Money spent on consumer goods is likely to drive the prices of those goods up. This is almost always the case with workers’ spending, since workers do not generally finance productive capacity directly, but compete against each other to purchase available goods.

Money spent on investments in production is less likely to drive prices up. Government spending can mobilize underutilized economic capacity, especially unemployed labour, and increase the productivity of labour by way of eduction and other public investments, thus at the same time creating more money, but also more goods to spend money on. Therefore, not increasing prices, but increasing the size of the economy.

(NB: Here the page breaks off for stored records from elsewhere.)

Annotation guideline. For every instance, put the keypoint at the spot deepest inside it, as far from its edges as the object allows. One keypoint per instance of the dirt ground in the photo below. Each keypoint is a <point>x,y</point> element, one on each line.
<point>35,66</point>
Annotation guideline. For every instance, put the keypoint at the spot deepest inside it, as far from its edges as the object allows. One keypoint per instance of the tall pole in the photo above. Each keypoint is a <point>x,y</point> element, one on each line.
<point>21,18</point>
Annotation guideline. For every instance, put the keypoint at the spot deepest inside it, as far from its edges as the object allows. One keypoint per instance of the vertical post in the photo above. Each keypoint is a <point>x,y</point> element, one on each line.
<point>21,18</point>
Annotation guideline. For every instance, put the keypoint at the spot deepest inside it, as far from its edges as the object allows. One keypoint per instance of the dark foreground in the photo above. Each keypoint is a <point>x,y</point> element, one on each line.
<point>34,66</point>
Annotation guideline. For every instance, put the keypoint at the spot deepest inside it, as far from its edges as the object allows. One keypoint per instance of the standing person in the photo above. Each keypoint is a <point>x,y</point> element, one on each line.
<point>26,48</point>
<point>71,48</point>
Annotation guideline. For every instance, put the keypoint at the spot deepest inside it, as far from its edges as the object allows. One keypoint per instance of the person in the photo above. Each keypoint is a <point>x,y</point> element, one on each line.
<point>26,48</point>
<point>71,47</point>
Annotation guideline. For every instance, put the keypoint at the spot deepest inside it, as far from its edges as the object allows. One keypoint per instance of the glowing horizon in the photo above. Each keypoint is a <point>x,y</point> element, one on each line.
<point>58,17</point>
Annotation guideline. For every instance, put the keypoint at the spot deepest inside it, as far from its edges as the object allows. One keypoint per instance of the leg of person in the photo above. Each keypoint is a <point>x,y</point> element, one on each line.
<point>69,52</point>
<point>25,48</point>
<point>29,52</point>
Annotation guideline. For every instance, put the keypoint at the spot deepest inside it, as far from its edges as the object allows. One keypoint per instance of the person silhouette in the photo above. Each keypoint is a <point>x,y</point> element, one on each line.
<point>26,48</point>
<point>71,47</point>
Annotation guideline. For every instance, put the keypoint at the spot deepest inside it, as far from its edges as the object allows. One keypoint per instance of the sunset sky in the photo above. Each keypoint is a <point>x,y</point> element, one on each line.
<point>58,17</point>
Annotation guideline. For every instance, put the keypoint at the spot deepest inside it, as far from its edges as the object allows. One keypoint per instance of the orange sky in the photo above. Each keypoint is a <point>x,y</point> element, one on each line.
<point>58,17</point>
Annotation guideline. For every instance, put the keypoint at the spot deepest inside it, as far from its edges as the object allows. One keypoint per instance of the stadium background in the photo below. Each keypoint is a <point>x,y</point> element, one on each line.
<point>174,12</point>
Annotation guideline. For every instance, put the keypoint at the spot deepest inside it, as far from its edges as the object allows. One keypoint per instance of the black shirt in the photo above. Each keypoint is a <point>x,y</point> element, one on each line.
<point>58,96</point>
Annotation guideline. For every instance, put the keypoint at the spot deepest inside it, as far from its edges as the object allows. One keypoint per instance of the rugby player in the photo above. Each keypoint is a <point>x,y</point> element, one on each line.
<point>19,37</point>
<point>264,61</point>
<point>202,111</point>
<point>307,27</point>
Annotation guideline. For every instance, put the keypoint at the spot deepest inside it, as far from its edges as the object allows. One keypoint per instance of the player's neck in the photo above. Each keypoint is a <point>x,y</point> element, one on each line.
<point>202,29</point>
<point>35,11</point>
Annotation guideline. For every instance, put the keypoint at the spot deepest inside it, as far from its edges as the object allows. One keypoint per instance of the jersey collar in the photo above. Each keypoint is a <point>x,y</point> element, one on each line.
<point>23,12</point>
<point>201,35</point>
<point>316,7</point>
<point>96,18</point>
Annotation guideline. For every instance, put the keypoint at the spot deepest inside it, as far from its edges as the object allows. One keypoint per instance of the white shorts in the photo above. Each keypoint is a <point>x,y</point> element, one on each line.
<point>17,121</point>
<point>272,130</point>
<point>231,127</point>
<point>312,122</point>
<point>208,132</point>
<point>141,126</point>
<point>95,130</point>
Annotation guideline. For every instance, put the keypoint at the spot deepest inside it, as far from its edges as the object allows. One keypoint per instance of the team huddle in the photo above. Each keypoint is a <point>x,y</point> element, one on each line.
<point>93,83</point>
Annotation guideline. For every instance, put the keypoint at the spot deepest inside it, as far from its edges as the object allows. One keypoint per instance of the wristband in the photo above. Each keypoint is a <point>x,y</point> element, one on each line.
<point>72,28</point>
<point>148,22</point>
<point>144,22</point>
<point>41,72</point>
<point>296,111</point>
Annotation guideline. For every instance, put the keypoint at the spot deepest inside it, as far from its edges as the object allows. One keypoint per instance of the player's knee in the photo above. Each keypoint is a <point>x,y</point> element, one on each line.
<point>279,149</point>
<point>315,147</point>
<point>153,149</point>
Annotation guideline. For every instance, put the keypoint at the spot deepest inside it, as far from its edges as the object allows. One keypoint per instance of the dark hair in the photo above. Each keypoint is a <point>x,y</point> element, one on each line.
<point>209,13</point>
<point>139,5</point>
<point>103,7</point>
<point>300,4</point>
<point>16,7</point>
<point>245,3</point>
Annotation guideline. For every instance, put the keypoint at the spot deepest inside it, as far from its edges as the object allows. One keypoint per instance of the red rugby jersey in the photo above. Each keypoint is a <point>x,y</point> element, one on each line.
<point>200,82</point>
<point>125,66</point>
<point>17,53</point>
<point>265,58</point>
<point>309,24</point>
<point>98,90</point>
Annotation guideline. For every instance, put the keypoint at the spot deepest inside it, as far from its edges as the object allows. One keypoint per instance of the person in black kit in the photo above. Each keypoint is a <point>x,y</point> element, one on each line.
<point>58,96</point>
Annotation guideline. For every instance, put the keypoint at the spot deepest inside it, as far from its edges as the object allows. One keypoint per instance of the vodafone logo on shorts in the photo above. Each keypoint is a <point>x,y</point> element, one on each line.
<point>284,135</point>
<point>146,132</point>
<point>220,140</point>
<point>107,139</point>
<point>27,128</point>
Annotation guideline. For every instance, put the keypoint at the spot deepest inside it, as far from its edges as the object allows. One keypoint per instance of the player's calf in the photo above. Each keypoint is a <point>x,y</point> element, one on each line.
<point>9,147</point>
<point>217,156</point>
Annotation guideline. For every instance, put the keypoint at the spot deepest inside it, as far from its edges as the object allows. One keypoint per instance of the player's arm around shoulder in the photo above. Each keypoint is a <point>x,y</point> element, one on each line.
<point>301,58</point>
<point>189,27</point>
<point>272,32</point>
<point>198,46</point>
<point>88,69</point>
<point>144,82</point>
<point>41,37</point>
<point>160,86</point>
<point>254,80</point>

There are no fixed limits on how much money the government can create. The governments and its central bank’s ability to lend or spend is limited only by law and policy. Therefore, all lending and spending is undertaken in order to achieve some public aim. Spending and lending is a social choice, a choice of what aims to undertake and what aims not to undertake. We are not limited by any scarcity of tax dollars as to how many protestors we want to beat-up or how many countries we want to bomb, or for that matter, how many students we want educate or how many people we want to provide with medical care, we can only be limited by law and policy, and ultimately, by the productive capacity of our society. In other we are limited only by social choices as to how to employ our productive capacity.

We have a right to say we do not approve of bad choices because we have a right to participate in the social choices made by our society, not because it is “our” tax money. The idea that our right to comment or dissent comes from the fact that we have paid taxes is a fundamentally undemocratic argument. Do people that pay more taxes have more right to say what social choices we make? No! We have a democratic right to dissent and that does not come from the amount of taxes we may have paid.

So please, pretty please, drop the tax payers’ lament. The government doesn’t really spend tax dollars, workers don’t really pay taxes, and most importantly, our right to criticize the government does not derive from how much tax we’ve paid, but from our democratic right to participate in social choices and to hold our government accountable to the public good.